After four years of studying, Lewis received his Master of Business Administration (MBA) with a concentration in corporate finance from St. Scholastica.
But his path here wasn’t a straight one. After receiving his bachelor’s degree in 2006, Lewis moved to Arizona for a job at Wells Fargo. A few years later, he returned to Duluth to join the family business – North Shore Bank of Commerce.
“My family and I thought that pursuing a master’s degree in business was another important step in gaining the knowledge I needed to excel as a bank executive at an early age,” Lewis said.
They were right.
Fitting his needs
As a father to two children under the age of two and husband to a wife who works as a physician assistant at Essentia Health, flexibility was key in choosing an MBA program. But he didn’t want an education that tethered him to his computer.
“I knew enough about myself academically to know that learning 100 percent online would not be a good experience for me, so I am very glad I chose CSS,” Lewis said. “I was able to take nearly all my classes in the classroom, and developed some great relationships with students and teachers because of that.”
These interactions even extended to the St. Cloud and St.
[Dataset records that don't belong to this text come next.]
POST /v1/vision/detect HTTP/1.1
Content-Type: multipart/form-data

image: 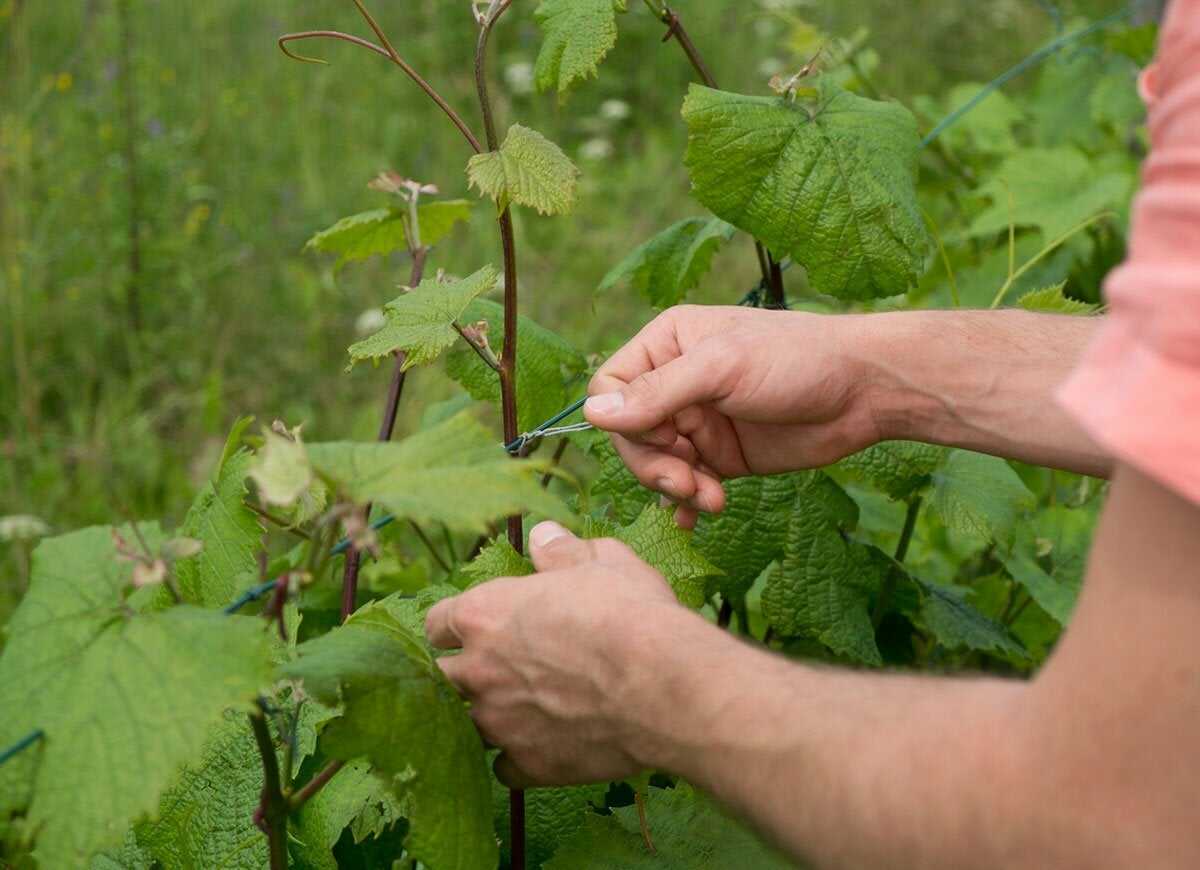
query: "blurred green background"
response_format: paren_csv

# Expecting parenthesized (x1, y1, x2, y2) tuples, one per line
(0, 0, 1129, 616)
Paul campuses – opening up a slew of networking opportunities among students and faculty there.
“The diversity of the teaching staff at CSS is really unique,” Lewis said. “They bring a lot of real life practical knowledge to the classroom.”
Now Lewis is incorporating this into his daily work at the bank – and taking off even more hats in the process.
“My MBA has given me the knowledge I need to develop strategies for growth at the bank and has helped me relate better to our customers,” Lewis said. “I’m able to take the banker hat off from time to time and discuss our customers’ businesses with them from their perspective more easily.”